As seen above, the maintenance is to be fixed on monthly basis. The sentence has, accordingly, been limited to a month maximum for each breach. Thus, as noticed by the Apex Court in the above referred to cases, there has to be separate sentencing upon separate and fresh application after considering the matter for each month or part thereof for which maintenance remains unpaid. Thus, by no stretch of imagination, can there be a continuous mechanical remand as in the present case.

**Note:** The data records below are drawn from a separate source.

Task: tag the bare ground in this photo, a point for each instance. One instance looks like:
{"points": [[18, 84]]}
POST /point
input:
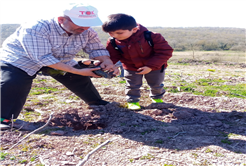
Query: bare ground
{"points": [[186, 130]]}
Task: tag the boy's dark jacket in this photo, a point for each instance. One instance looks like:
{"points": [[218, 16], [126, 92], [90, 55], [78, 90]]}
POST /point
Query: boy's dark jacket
{"points": [[138, 53]]}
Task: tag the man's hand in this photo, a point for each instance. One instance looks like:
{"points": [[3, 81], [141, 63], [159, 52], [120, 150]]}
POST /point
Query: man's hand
{"points": [[144, 70], [89, 72], [70, 69]]}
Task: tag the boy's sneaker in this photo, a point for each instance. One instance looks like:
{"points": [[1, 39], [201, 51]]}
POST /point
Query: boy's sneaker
{"points": [[157, 101], [4, 126], [99, 102], [133, 106]]}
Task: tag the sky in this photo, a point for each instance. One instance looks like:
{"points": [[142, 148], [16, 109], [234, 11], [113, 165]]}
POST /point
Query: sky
{"points": [[150, 13]]}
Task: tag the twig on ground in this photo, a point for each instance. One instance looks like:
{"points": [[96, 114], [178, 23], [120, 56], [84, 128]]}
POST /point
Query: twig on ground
{"points": [[82, 162], [237, 94], [178, 134], [33, 131], [42, 161]]}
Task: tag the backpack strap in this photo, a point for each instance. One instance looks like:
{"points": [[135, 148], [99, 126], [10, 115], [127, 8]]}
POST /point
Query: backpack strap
{"points": [[113, 43], [147, 36]]}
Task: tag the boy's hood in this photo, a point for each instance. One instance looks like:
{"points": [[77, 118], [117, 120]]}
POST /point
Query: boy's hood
{"points": [[136, 36]]}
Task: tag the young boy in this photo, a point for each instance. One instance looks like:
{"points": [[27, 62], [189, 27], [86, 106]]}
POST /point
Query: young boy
{"points": [[138, 57]]}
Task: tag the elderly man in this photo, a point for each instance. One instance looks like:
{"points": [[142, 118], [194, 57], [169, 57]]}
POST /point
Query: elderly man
{"points": [[50, 46]]}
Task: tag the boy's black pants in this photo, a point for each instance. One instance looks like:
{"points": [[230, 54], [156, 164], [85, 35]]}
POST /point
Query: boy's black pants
{"points": [[15, 84]]}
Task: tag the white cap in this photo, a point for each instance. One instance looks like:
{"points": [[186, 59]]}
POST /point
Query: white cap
{"points": [[83, 15]]}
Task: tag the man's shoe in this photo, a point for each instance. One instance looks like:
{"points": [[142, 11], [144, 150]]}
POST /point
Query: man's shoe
{"points": [[157, 101], [4, 126], [99, 102], [133, 106]]}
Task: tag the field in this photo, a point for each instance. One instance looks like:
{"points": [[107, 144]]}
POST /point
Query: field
{"points": [[202, 122]]}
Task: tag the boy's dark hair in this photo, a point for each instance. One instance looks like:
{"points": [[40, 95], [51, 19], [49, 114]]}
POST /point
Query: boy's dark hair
{"points": [[119, 21]]}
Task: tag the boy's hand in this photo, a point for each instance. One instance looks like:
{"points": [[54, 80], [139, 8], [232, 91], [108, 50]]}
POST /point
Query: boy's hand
{"points": [[144, 70], [89, 72]]}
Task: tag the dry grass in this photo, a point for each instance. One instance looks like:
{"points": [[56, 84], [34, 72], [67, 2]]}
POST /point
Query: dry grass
{"points": [[211, 56]]}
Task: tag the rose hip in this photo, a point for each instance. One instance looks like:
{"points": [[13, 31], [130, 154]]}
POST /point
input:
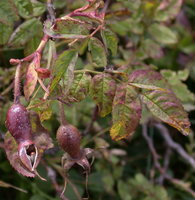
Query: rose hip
{"points": [[69, 139], [18, 123]]}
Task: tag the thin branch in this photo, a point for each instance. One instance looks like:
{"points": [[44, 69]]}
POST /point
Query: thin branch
{"points": [[17, 84], [167, 157], [51, 11], [151, 147], [175, 146], [90, 125]]}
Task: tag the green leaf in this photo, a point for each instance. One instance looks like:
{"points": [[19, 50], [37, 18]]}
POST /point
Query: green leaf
{"points": [[64, 60], [179, 88], [151, 49], [162, 103], [5, 32], [126, 112], [163, 34], [8, 12], [110, 40], [25, 32], [168, 10], [67, 28], [24, 7], [140, 185], [32, 44], [80, 86], [38, 8], [102, 91], [98, 52], [123, 190]]}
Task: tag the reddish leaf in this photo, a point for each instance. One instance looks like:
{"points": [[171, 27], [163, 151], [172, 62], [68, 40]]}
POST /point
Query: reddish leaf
{"points": [[162, 103], [103, 89], [126, 112]]}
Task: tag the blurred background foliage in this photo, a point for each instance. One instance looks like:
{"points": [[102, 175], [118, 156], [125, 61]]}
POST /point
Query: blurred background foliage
{"points": [[156, 33]]}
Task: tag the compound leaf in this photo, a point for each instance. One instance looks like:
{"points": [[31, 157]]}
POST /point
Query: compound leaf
{"points": [[162, 103], [63, 62], [98, 52], [102, 91], [126, 112]]}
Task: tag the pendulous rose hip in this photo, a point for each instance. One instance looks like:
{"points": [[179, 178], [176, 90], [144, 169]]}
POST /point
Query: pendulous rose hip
{"points": [[69, 139], [18, 123]]}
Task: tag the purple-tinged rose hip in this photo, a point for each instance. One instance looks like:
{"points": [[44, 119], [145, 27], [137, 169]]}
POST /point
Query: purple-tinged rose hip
{"points": [[69, 139], [18, 124]]}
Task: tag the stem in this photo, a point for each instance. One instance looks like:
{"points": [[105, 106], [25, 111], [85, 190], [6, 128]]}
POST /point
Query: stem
{"points": [[17, 84], [86, 70], [62, 114]]}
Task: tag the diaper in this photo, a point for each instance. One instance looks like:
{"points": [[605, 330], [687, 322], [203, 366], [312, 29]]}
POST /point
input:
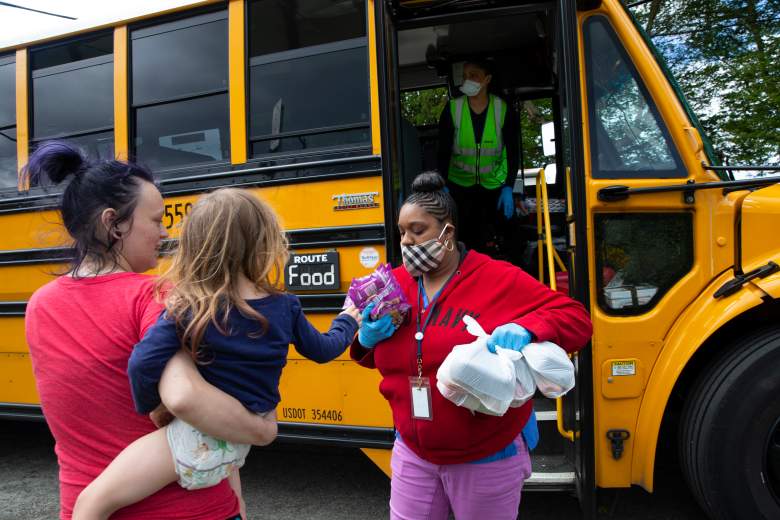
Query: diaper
{"points": [[202, 461]]}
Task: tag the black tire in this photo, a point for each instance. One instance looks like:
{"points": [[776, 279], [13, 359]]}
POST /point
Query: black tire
{"points": [[730, 431]]}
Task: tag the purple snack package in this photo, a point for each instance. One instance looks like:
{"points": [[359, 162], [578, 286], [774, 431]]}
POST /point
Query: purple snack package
{"points": [[381, 288]]}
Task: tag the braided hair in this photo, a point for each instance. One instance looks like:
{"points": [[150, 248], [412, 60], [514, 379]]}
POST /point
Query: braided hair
{"points": [[428, 193]]}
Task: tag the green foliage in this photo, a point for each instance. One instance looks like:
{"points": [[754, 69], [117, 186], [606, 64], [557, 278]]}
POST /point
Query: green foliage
{"points": [[423, 107], [533, 114], [653, 250], [725, 56]]}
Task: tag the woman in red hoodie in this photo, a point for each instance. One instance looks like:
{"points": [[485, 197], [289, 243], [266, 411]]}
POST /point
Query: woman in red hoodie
{"points": [[446, 458]]}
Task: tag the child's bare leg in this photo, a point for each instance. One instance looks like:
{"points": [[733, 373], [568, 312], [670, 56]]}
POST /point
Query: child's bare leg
{"points": [[141, 469], [235, 484]]}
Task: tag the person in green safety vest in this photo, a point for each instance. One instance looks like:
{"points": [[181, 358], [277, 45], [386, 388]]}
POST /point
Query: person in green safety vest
{"points": [[479, 156]]}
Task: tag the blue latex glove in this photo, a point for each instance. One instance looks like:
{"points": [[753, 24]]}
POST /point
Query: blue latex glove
{"points": [[511, 336], [373, 331], [531, 431], [506, 203]]}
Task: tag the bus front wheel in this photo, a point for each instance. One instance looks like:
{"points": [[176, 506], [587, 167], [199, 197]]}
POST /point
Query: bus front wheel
{"points": [[730, 431]]}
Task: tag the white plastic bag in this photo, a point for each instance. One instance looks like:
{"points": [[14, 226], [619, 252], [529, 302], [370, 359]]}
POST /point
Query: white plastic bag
{"points": [[551, 368], [474, 378]]}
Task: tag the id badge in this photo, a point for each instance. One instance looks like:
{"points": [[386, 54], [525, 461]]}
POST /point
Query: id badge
{"points": [[420, 388]]}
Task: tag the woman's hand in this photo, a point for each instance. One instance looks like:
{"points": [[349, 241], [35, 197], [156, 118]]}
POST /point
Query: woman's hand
{"points": [[373, 331], [510, 336], [160, 416], [193, 400], [355, 313]]}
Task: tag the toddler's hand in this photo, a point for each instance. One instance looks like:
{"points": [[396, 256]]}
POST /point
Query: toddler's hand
{"points": [[160, 416], [355, 313]]}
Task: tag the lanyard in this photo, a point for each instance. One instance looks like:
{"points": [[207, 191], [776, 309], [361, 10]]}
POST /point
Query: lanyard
{"points": [[420, 334]]}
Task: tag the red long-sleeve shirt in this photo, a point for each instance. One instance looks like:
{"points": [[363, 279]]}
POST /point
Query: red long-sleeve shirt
{"points": [[494, 293], [81, 333]]}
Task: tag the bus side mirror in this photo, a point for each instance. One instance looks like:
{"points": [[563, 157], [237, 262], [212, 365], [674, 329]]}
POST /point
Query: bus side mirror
{"points": [[548, 139]]}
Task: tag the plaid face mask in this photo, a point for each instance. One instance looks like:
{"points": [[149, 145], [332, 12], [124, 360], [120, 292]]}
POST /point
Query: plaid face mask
{"points": [[421, 258]]}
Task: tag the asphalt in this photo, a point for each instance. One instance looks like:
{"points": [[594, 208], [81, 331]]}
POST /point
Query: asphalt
{"points": [[296, 482]]}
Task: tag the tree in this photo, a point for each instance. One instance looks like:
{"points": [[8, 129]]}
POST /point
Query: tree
{"points": [[725, 55]]}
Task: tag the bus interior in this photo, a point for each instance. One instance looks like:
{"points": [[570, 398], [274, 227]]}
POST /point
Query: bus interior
{"points": [[521, 45], [521, 49]]}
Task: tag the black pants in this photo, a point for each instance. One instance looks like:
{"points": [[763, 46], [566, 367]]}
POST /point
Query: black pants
{"points": [[477, 216]]}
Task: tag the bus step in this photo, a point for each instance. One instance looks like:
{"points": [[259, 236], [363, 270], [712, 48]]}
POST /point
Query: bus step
{"points": [[550, 473]]}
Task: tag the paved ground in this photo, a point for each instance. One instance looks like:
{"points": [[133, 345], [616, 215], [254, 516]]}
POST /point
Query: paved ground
{"points": [[292, 482]]}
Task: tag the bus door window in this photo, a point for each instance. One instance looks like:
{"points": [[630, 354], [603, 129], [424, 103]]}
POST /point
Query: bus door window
{"points": [[640, 256], [72, 94], [308, 76], [8, 166], [628, 137], [179, 92]]}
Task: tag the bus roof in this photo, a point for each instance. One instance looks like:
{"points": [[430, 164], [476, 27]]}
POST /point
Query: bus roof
{"points": [[35, 28]]}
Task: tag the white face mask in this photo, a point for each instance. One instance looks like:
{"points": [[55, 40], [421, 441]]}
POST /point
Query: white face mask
{"points": [[470, 88]]}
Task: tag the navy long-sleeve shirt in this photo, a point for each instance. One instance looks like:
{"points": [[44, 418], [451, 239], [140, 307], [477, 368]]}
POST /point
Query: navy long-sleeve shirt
{"points": [[244, 363]]}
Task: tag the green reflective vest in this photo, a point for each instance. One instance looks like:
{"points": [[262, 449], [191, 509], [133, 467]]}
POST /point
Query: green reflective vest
{"points": [[483, 163]]}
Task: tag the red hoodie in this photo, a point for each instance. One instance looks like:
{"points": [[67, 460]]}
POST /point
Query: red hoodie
{"points": [[494, 293]]}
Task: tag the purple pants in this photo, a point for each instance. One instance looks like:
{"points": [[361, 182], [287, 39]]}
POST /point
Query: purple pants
{"points": [[421, 490]]}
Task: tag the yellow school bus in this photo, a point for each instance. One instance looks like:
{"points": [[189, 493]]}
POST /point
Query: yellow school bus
{"points": [[302, 103]]}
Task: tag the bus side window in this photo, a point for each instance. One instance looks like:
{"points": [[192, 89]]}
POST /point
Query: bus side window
{"points": [[179, 92], [72, 94], [308, 76], [640, 257], [628, 137], [8, 167]]}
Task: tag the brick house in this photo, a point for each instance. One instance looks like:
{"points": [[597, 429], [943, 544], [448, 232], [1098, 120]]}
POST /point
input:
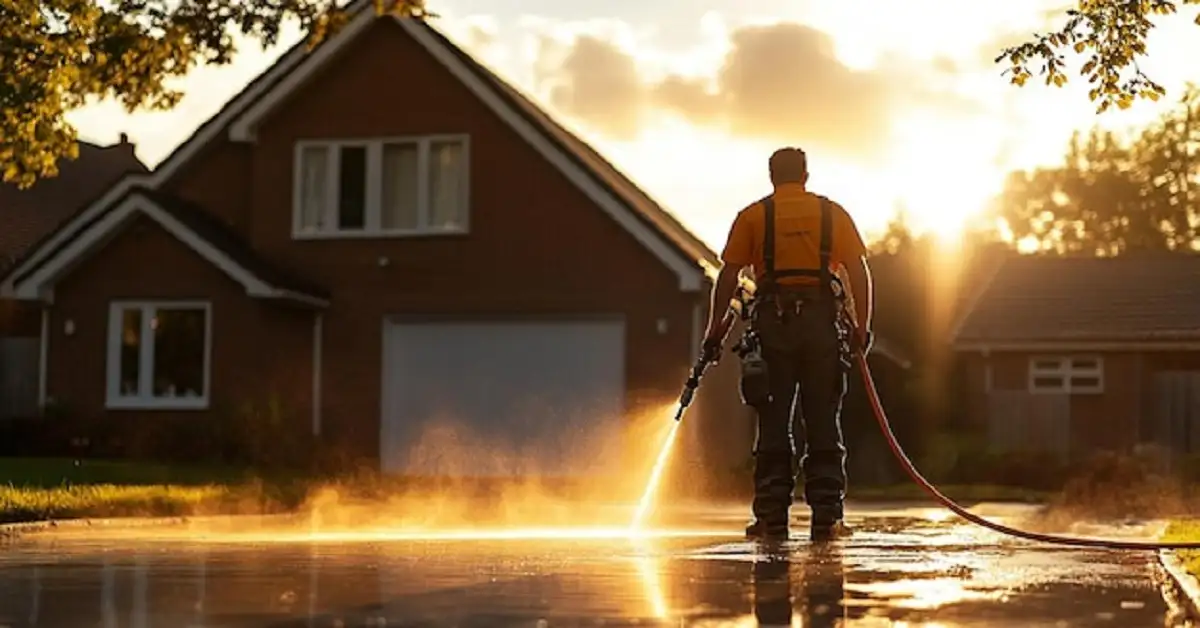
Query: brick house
{"points": [[379, 268], [1072, 356], [25, 217]]}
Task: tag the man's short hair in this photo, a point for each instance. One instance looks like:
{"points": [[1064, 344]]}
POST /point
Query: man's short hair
{"points": [[789, 165]]}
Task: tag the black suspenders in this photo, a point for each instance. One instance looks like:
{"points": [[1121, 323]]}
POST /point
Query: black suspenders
{"points": [[768, 252]]}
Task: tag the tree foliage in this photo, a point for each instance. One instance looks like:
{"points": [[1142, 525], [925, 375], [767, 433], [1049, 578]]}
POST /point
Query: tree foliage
{"points": [[1114, 195], [1113, 34], [60, 54]]}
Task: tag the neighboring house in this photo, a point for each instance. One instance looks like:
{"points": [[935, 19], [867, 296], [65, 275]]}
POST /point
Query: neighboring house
{"points": [[1072, 356], [425, 270], [25, 217]]}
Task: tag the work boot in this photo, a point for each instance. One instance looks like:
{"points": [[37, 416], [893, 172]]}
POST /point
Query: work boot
{"points": [[768, 531]]}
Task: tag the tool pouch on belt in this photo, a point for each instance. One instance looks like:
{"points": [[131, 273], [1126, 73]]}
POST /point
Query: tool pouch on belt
{"points": [[755, 377]]}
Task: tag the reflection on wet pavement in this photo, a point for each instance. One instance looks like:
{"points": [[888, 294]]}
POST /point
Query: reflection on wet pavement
{"points": [[898, 569]]}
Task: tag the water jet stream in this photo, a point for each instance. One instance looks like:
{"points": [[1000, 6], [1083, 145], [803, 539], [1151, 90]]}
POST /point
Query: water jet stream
{"points": [[652, 483]]}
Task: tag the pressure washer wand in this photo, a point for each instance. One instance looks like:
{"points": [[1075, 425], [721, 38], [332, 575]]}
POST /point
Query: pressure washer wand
{"points": [[707, 358]]}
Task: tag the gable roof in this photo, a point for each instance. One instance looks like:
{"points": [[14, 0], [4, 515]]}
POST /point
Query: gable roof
{"points": [[613, 192], [29, 215], [189, 223], [1087, 301]]}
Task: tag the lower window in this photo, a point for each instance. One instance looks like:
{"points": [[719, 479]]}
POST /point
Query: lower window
{"points": [[159, 354]]}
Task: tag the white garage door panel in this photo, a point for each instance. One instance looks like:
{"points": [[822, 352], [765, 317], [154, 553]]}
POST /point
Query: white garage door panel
{"points": [[501, 398]]}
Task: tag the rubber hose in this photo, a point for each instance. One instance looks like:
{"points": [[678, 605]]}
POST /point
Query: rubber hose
{"points": [[1079, 542]]}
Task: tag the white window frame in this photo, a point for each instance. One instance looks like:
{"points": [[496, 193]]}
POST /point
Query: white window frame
{"points": [[375, 187], [115, 400], [1068, 372]]}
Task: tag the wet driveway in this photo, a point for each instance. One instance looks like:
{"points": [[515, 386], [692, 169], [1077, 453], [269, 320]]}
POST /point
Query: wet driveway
{"points": [[903, 567]]}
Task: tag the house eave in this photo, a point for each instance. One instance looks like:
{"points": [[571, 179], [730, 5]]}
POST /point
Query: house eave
{"points": [[37, 282], [1110, 345]]}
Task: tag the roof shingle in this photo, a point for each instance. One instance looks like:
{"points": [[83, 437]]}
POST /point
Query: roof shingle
{"points": [[1146, 297], [29, 215]]}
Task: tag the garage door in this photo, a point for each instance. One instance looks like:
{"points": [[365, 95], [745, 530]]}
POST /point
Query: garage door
{"points": [[501, 399]]}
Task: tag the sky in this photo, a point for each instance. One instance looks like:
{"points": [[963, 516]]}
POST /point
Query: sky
{"points": [[899, 105]]}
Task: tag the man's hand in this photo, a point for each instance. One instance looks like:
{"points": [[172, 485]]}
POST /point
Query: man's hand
{"points": [[714, 342]]}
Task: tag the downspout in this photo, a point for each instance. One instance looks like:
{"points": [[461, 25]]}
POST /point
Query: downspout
{"points": [[318, 328], [43, 353]]}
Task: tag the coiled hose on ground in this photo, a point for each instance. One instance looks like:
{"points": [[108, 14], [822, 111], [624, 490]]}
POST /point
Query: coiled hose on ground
{"points": [[1056, 539]]}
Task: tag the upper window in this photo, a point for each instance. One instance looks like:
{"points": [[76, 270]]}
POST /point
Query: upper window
{"points": [[159, 356], [405, 186], [1078, 375]]}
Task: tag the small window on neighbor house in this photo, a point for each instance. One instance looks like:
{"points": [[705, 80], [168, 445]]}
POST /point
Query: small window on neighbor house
{"points": [[159, 356], [1067, 375]]}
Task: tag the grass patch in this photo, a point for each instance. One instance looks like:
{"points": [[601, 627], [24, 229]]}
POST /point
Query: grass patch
{"points": [[1186, 531], [47, 489], [54, 472], [21, 504], [965, 492]]}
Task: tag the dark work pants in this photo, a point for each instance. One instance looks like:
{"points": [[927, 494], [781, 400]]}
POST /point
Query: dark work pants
{"points": [[808, 365]]}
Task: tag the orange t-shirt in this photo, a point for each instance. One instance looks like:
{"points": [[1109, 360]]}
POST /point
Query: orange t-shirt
{"points": [[797, 234]]}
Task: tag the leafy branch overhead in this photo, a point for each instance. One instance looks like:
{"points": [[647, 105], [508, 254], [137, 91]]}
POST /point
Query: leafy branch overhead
{"points": [[1114, 33], [59, 55]]}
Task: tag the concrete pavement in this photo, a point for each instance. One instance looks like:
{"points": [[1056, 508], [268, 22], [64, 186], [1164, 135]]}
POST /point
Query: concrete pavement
{"points": [[903, 567]]}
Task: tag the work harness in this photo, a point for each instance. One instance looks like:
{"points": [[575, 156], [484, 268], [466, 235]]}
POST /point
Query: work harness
{"points": [[768, 283]]}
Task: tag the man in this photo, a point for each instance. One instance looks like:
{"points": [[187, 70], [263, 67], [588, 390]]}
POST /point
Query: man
{"points": [[796, 243]]}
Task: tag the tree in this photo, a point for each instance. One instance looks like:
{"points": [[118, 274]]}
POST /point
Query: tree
{"points": [[1113, 195], [1115, 31], [897, 238], [59, 54]]}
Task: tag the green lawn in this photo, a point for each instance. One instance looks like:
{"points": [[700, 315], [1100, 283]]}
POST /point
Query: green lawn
{"points": [[42, 489], [1186, 531], [52, 473]]}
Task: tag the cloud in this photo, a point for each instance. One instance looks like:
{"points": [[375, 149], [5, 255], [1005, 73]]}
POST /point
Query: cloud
{"points": [[600, 83], [780, 82]]}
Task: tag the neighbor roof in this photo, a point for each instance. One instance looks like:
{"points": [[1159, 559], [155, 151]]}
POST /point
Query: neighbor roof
{"points": [[1135, 298], [191, 225], [29, 215]]}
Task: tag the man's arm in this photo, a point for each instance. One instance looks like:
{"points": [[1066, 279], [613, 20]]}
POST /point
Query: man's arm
{"points": [[852, 252], [863, 287], [737, 255], [723, 293]]}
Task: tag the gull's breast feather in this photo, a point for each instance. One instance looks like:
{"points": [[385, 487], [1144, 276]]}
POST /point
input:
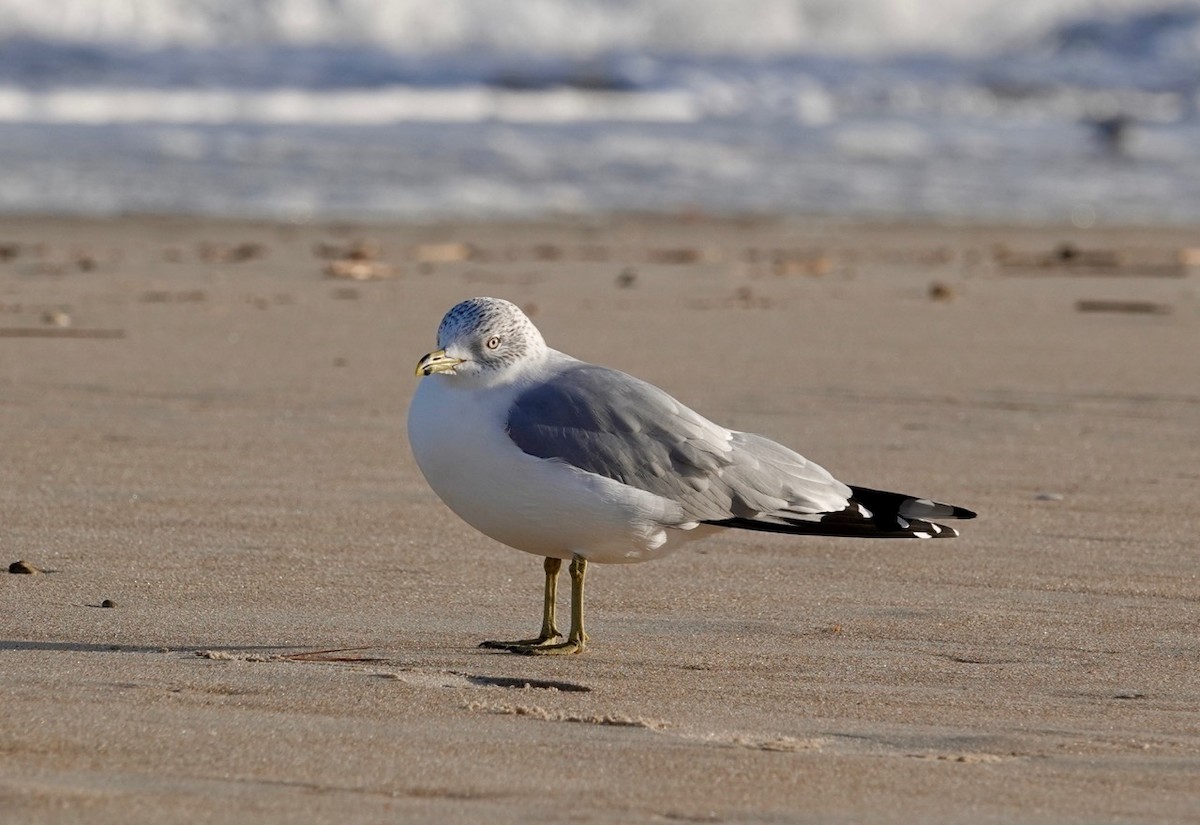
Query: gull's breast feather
{"points": [[537, 505]]}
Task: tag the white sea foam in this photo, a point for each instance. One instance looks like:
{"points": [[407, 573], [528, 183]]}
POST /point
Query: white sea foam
{"points": [[1017, 109]]}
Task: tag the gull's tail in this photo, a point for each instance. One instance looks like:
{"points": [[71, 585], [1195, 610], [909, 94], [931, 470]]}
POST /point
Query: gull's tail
{"points": [[870, 515]]}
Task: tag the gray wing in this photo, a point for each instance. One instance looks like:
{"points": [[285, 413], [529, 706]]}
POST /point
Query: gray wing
{"points": [[616, 426]]}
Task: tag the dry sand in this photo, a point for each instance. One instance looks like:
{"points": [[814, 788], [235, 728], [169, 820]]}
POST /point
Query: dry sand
{"points": [[203, 428]]}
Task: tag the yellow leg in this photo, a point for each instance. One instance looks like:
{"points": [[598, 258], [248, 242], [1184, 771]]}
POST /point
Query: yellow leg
{"points": [[549, 631], [577, 638]]}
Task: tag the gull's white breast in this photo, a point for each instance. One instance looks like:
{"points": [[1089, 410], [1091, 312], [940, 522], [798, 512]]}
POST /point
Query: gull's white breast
{"points": [[535, 505]]}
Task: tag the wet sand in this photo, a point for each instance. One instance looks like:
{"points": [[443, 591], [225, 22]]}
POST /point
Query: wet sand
{"points": [[203, 427]]}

How counter productive is the order would be apparent from the fact that petitioner has pleaded that virtually he is a daily wage earner and if he is kept behind Bars, apart from not providing anything for himself, he cannot provide maintenance and he must remain behind bars. How does he get out of the vicious circle? This only shows the total insensitivity of the Judge on the issue. How has the learned Judge helped the cause of the wife in any manner? How has he furthered the object of the statutory provision, we failed to see.
Looking to the facts of the case, it would be clear that for over a decade, the husband and wife had nothing to do with each other and now suddenly when the husband’s father retires from the Railways service, the cause for maintenance arises. It is said that the father of the wife is dead and, hence, the cause for maintenance but the learned Judge himself notices the father deposing as AW 4 and the wife AW 5 not challenging her own witness on this count. We say no more.
We, therefore, hold that the detention of the petitioner cannot be justified and is contrary to the scheme as provided under Section 125 (3) of the Code. We have no option accordingly but to direct the immediate release of the petitioner, while quashing the order committing the petitioner to custody and subsequent orders of remand. The writ application is allowed.
Let the order of this Court alongwith the records received from the Principal Judge, Family Court, West Champaran at Bettiah be sent to the said Court immediately by Special Messenger.